Wilkinson argues that our complex regulatory environment stems from a “lack of a robust safety net capable of keeping people from becoming collateral damage” of the “routine creative destruction” that would occur in an unbridled economy. This is a nice theory, but it doesn’t match up with the empirics: Countries with large welfare states also tend to have complicated regulatory frameworks. (Notably, the ones that do not, such as the Nordics, have very strong union cultures and collective bargaining a the national level — more on this later.)
But if the lack of a sufficient safety net in the U.S. isn’t the cause of our complex regulatory environment, then what is? A much better explanation is simply that the complexity of the regulatory state is a function of the relative complexity of the economy itself. In 2017, the average person is affected by international and non-regional economic activity — as a consumer, a market participant, or even as a bystander — far more than before our economy became so “dynamic”. Because these powerful economic forces are no longer subject to local mechanisms of control (such as reputational concerns, devastating targeted boycotts, organized local resistance, environmental norms, etc.), people have clamored for governments to fill in the gap with regulations. (The Nordics appear to have retained something akin to the previous localized mechanisms of control with their strong labor movements.) Ironically, the widespread demand for the regulation Wilkinson bemoans is created by the very “dynamism” that he extols. Thus his prescriptions to boost “dynamism” while reducing regulation, while promising at first glance, are ultimately incoherent.

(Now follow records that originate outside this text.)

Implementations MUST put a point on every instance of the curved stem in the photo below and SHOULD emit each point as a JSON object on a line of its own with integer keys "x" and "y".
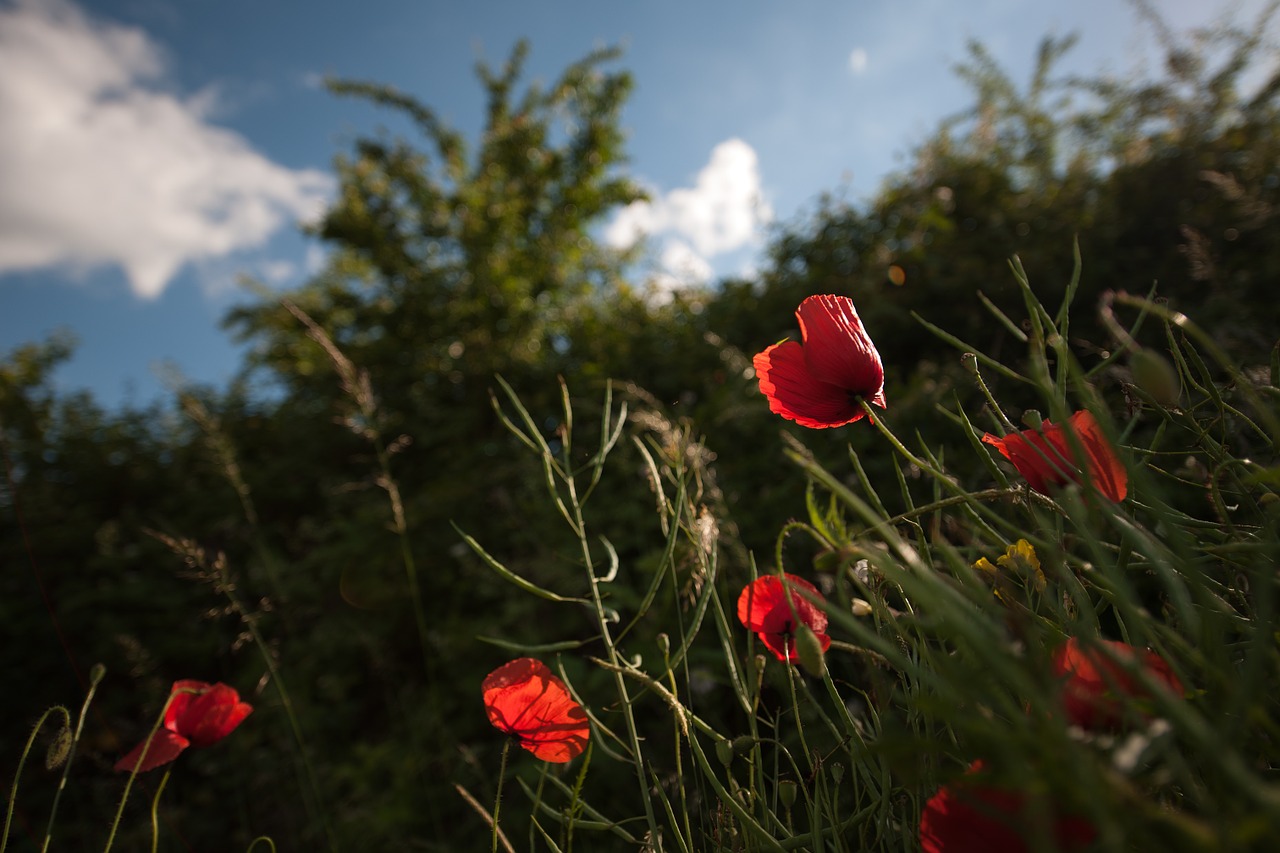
{"x": 497, "y": 802}
{"x": 133, "y": 774}
{"x": 22, "y": 761}
{"x": 95, "y": 678}
{"x": 155, "y": 811}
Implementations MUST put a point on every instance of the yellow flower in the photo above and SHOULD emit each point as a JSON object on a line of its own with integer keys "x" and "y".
{"x": 1020, "y": 561}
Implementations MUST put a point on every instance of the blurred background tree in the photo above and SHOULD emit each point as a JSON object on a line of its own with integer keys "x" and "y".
{"x": 455, "y": 260}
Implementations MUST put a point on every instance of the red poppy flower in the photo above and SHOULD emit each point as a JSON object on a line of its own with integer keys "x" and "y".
{"x": 199, "y": 715}
{"x": 1045, "y": 457}
{"x": 1097, "y": 683}
{"x": 764, "y": 609}
{"x": 972, "y": 817}
{"x": 525, "y": 699}
{"x": 821, "y": 382}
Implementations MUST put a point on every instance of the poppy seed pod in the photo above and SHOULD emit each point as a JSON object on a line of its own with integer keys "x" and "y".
{"x": 810, "y": 652}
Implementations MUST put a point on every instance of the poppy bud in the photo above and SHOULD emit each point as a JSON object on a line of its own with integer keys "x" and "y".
{"x": 827, "y": 561}
{"x": 809, "y": 649}
{"x": 1153, "y": 374}
{"x": 59, "y": 749}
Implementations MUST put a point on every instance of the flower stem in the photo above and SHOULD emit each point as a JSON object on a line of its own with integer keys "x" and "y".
{"x": 22, "y": 761}
{"x": 155, "y": 810}
{"x": 497, "y": 802}
{"x": 95, "y": 678}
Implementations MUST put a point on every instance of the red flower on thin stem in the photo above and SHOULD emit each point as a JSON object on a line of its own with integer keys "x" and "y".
{"x": 775, "y": 612}
{"x": 974, "y": 817}
{"x": 823, "y": 381}
{"x": 199, "y": 715}
{"x": 529, "y": 702}
{"x": 1097, "y": 683}
{"x": 1046, "y": 457}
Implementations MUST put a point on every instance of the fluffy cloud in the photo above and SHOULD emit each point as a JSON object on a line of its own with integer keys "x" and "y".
{"x": 99, "y": 164}
{"x": 723, "y": 211}
{"x": 858, "y": 60}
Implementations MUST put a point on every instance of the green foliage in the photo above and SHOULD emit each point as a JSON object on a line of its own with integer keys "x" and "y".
{"x": 321, "y": 521}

Wilkinson is clearly right when he notes that continued Republican opposition to safety net programs would be electoral suicide. But he should consider whether his own program wouldn’t suffer from a similar popularity problems: Regulations are reviled in the abstract, but start asking which specific regulations you’d like to see cut, and the task quickly becomes complicated. Where to start cutting — environmental regulations? No, people like clean air and water too much to leave it to the mercy of a creatively-destructive private sector. Food safety? One good botulism scare is enough to keep lawmakers from fiddling around with FDA. Oh, I know! — what about the regulations stemming from corporate lobbying to protect particular industries? (I’m looking at you, USDA.) Well… those were never the ones lawmakers were likely to cut anyway: The whole reason industry-friendly regulations exist, despite their rickety justifications, is that industry lobbies have a lot more power than the diffuse consumer interests that might otherwise oppose them. If cutting regulations is the way to go, then Wilkinson should suggest some specific deregulations that would be both popular with voters and capable of navigating the morass that is K Street. At present, the unfortunate reality is that wonks can’t even dial back something as universally-derided as corn subsidies.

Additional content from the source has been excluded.